BAB 3
Mata Lina membelalak tidak percaya mendengar perkataan yang baru saja aku katakan.
Kutinggalkan wanita yang menyandang status janda lebih dulu itu dalam keadaan mulut terbuka, syok berat.
"Melati … kamu serius?" Teriak Lina membuatku menghentikan langkah. Memutar badan ke arahnya lalu mengangguk. Lina berlari menghampiriku, wanita itu mencengkram kedua tanganku dengan kuat.
"Sakit, Lin. Biasa aja dong. Sebentar lagi status kita sama. Jendes eh salah janda." Aku menarik tangan darinya lalu mengusapnya sembari tawa itu terdengar renyah dari bibirku.
"Gil* kamu, Mel." Lagi-lagi Lina membuatku terkejut mendengar umpatannya.

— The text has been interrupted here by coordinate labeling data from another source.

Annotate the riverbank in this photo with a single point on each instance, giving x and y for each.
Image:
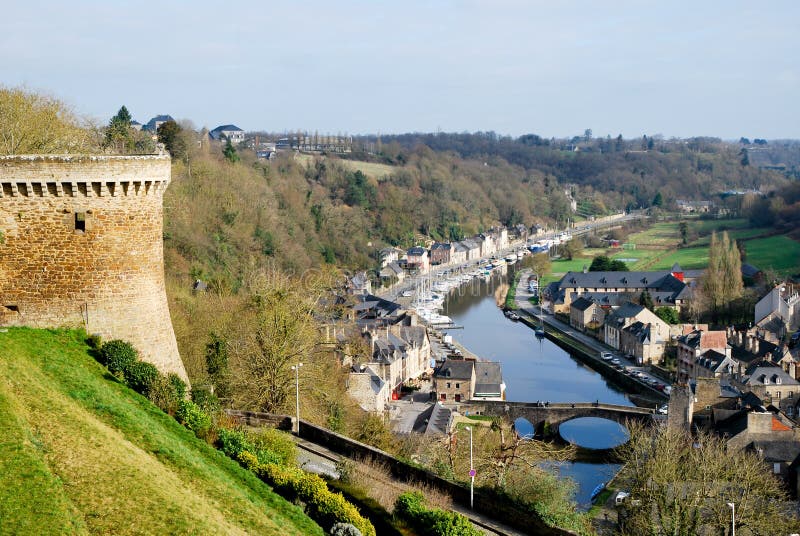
(585, 349)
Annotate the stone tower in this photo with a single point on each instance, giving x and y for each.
(81, 245)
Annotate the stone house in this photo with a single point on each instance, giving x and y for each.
(458, 380)
(627, 314)
(417, 259)
(440, 253)
(393, 271)
(644, 341)
(585, 313)
(694, 344)
(473, 248)
(458, 253)
(667, 288)
(453, 381)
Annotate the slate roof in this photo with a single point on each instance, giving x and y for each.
(151, 125)
(704, 340)
(581, 304)
(643, 333)
(488, 379)
(457, 369)
(714, 361)
(220, 131)
(765, 374)
(619, 315)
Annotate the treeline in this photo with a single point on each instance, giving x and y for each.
(622, 173)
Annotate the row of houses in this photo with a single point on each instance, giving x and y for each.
(421, 259)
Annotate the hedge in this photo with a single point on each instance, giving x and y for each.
(322, 505)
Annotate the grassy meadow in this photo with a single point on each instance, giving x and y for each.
(81, 453)
(657, 248)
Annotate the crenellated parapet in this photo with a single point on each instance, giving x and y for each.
(81, 244)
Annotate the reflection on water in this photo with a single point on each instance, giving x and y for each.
(533, 370)
(593, 433)
(587, 476)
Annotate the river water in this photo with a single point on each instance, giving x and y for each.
(537, 370)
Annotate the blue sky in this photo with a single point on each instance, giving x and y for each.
(716, 68)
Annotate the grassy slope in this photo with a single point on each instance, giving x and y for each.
(80, 453)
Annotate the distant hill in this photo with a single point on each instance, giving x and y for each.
(82, 454)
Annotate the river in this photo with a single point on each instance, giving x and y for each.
(535, 370)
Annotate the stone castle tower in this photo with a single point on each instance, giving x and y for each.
(81, 245)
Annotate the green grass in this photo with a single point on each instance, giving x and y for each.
(779, 253)
(83, 454)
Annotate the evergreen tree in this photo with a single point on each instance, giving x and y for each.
(119, 134)
(229, 152)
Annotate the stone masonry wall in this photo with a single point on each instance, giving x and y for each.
(81, 245)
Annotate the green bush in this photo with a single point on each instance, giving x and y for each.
(410, 507)
(192, 417)
(274, 446)
(233, 443)
(141, 376)
(322, 505)
(203, 397)
(118, 355)
(165, 393)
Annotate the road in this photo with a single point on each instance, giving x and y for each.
(625, 365)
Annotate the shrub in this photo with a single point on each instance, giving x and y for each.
(94, 341)
(141, 376)
(233, 443)
(432, 522)
(274, 446)
(344, 529)
(165, 394)
(203, 397)
(117, 355)
(192, 417)
(322, 505)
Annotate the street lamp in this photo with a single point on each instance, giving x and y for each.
(471, 468)
(733, 519)
(296, 369)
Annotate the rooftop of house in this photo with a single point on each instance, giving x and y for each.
(154, 122)
(714, 361)
(704, 340)
(457, 369)
(643, 333)
(581, 304)
(622, 313)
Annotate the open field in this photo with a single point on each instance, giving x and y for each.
(370, 169)
(80, 453)
(779, 253)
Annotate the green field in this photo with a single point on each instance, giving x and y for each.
(779, 253)
(81, 453)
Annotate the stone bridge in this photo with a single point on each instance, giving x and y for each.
(537, 413)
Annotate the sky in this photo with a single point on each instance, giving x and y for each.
(679, 68)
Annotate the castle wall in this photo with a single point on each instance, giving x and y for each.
(82, 246)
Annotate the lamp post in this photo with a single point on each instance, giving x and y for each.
(471, 469)
(733, 519)
(296, 369)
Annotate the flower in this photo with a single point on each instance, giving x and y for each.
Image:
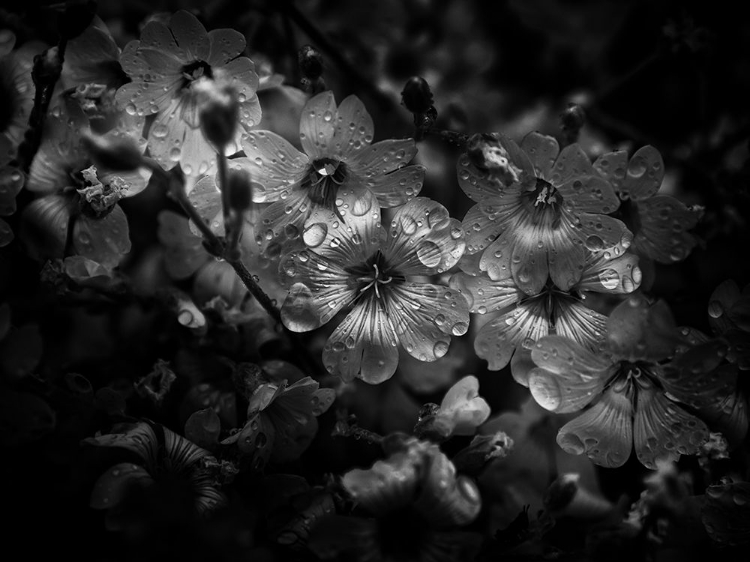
(185, 256)
(524, 319)
(538, 210)
(418, 503)
(460, 413)
(76, 207)
(659, 223)
(165, 65)
(357, 262)
(338, 154)
(162, 454)
(634, 396)
(281, 417)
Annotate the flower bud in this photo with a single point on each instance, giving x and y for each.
(220, 111)
(310, 63)
(240, 190)
(416, 95)
(115, 153)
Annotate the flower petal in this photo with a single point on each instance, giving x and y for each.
(542, 151)
(321, 292)
(396, 188)
(423, 238)
(644, 175)
(424, 317)
(317, 125)
(522, 326)
(664, 431)
(114, 485)
(274, 165)
(485, 295)
(105, 240)
(190, 35)
(364, 345)
(184, 253)
(606, 272)
(604, 432)
(225, 45)
(663, 235)
(589, 194)
(354, 128)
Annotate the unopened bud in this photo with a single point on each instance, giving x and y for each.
(310, 63)
(115, 153)
(220, 111)
(416, 95)
(240, 190)
(76, 17)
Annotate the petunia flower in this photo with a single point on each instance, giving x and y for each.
(76, 210)
(520, 319)
(165, 65)
(337, 153)
(634, 396)
(418, 504)
(356, 262)
(659, 222)
(538, 210)
(161, 454)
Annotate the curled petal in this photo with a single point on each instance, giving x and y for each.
(364, 345)
(485, 295)
(425, 316)
(604, 432)
(275, 166)
(317, 125)
(423, 239)
(664, 431)
(542, 151)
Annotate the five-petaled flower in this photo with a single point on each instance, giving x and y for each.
(337, 154)
(357, 262)
(538, 210)
(635, 395)
(165, 65)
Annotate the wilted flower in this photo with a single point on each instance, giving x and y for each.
(74, 194)
(163, 454)
(634, 395)
(460, 413)
(338, 154)
(281, 417)
(418, 503)
(357, 262)
(165, 66)
(538, 210)
(659, 223)
(524, 319)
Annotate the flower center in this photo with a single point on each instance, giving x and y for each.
(97, 199)
(325, 177)
(373, 275)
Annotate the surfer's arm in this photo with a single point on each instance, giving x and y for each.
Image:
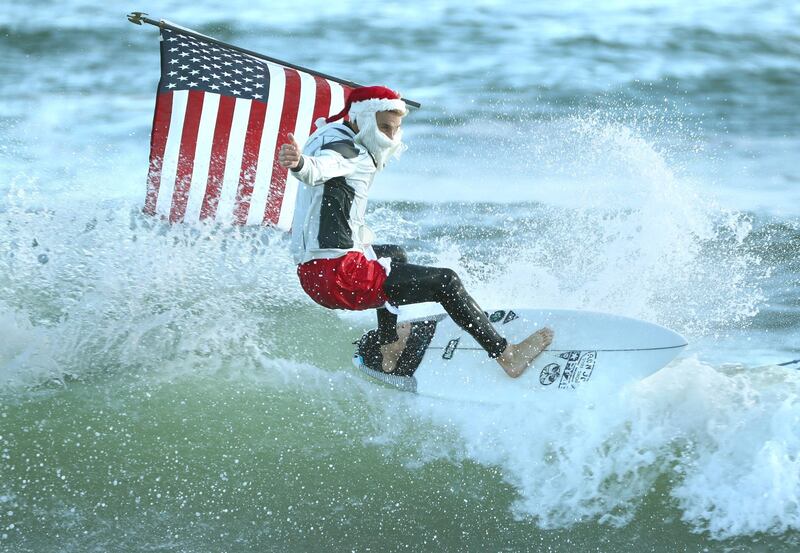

"Kok gil* sih?" Aku yang sudah mulai berjalan pun menatap manik mata Lina dengan seksama. Apa ada yang salah dengan keputusanku?
"Kamu tahu nggak jadi janda itu nggak enak! Dipandang sebelah mata sama orang! Padahal mereka nggak tahu sebenarnya apa yang kita lakukan di luaran sana. Kita bekerja halal saja masih tidak percaya apalagi kamu belum punya anak." Tidak aku respon ucapan Lina. Hanya kubalas dengan senyuman.
"Malah senyum-senyum lagi."
"Lin, kamu kan tahu sendiri setahun ini gimana aku sama Mas Bima."
"Iya juga sih. Kelewatan memang! Terus tumben kamu pakai motor kamu sendiri. Nanti kalau suamimu mau kerja gimana?" Lina menoleh ke arah motor matic yang sudah terparkir apik ditempatnya.
"Itu motor aku, Lin. Sudah sewajarnya aku pakai. Tapi tadi tahu nggak reaksi Mas Bima, terkejut bukan main!"
"Aku juga terlalu bod*h dimanfaatin sama mereka. Tadi pagi aku udah ngusir mereka sih. Nggak tahu gimana sekarang paniknya Ibu sama Mas Bima." Aku kembali menyahut pikiranku menerawang jauh, membayangkan bagaimana Ibu pasti uring-uringan pada Mas Bima. Membayangkannya saja rasanya aku ingin tertawa.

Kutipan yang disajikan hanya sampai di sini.